Я не сомкнула глаз целую ночь. Чувствовала, что не спит и Геля. Уснула лишь на рассвете, когда наши «ИЛ-4» возвращались с задания на свои аэродромы.

Униженная, пристыженная, я мучилась и страдала.

Вспоминалось то одно, то другое. Когда не хватало сил, стонала. В бараке было холодно. Вокруг кашляли, ворочались, бормотали спросонок, и мне казалось: это копошится какое-то бесформенное, лохматое, больное астмой существо.
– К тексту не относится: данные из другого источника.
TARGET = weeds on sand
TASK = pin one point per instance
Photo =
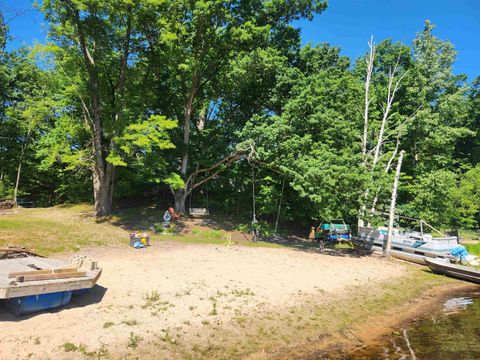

Назойливо вспоминалась наша Танечка… Эсдековцы привезли из тюрьмы ее мать. Не спускали с нее глаз, пока не родила, и через день увезли назад. А ребенка, Танечку, — Клумов настоял — оставили. И вот то и дело, словно я бредила, мне представлялась эта девочка. И на койке, когда Евгений Владимирович выслушивал ее, делал ей гимнастические упражнения, гудя, как она. И позже, когда Танечка подросла, когда на просьбу показать, как она любит профессора, сжимала кулачки, сжималась вся и аж краснела от напряжения. Представлялся сам Клумов, только уже в вонючем тифозном бараке, между нар, худой, измученный, как и больные, которых лечил. «Персоветская», — звучало в ушах.